To install ESXi on a USB drive simply plug the drive into your host, put the installation media (CD) in the drive and reboot the server. The install will start and you can select the USB drive as the installation path, the installer will format and partition the drive for you.
I used a Kingston 4GB drive because I read DELL was actually shipping these with their pre-configured ESX servers, no issues with these USB drives. I was able to free up 2 640GB hard drives from my ESX hosts that were only being used to hold the small ESXi footprint.
You will have to modify your BIOS setting (Boot Order) to ensure that USB - HDD is your first boot device, I changed my Gigabyte motherboard setting to USB-HDD, CDROM, Harddrive and it works great.
Apparently you don't even need any drives in your ESX host(s) now with ESXi 5 you can install Auto Deploy on your VCenter machine and pxe boot your hosts but I like the idea of having these portable USB drives for my installation.
I'm still curious when ESXi actually commits configuration changes to the USB device because I have tried switching the USB drive from one host to another. The issue I came across was switching the USB drive, booting up a host, changing the configuration options and then shutting down. When I tried booting up again it seemed that none of the new configuration options were persisted to the USB drive.

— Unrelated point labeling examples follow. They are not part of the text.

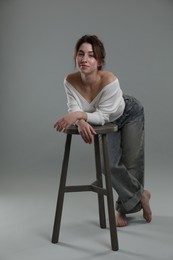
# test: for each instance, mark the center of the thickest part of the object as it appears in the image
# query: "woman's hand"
(66, 121)
(86, 131)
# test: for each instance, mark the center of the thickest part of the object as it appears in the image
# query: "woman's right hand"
(86, 131)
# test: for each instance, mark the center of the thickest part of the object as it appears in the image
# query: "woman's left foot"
(147, 213)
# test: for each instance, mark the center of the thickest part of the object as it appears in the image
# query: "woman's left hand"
(66, 121)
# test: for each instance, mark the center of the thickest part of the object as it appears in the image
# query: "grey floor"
(28, 198)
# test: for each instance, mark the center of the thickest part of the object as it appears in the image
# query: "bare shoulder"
(107, 77)
(73, 78)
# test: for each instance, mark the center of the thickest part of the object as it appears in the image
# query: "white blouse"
(106, 107)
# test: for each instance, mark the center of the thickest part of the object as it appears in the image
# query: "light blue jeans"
(126, 151)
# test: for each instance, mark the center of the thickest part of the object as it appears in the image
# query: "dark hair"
(97, 45)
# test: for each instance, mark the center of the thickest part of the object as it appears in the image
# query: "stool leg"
(100, 183)
(111, 212)
(58, 212)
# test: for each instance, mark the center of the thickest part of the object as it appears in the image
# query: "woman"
(94, 97)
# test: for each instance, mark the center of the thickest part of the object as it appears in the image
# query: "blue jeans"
(126, 151)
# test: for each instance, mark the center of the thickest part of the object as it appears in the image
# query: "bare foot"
(121, 220)
(147, 214)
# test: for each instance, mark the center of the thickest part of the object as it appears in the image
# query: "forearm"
(81, 116)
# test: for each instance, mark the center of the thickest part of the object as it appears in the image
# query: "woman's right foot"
(147, 213)
(121, 220)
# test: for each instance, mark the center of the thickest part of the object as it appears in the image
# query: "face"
(85, 59)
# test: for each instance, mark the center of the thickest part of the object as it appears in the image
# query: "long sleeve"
(107, 106)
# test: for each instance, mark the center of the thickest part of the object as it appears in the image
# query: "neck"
(90, 80)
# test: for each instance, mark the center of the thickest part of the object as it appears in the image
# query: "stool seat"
(105, 129)
(102, 166)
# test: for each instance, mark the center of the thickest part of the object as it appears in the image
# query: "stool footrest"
(93, 187)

I'll do more testing to try and resolve this but so far I'm real happy with these devices. I have noticed that after ESXi installs on the device, my Windows 7 box will not recognize the drive when I plug it in, I just wanted to format and start over but no luck. What worked for me was plugging the device into my Synology DS1010 NAS and choosing external devices and format. I noticed that there were at least three separate partitions created by ESXi.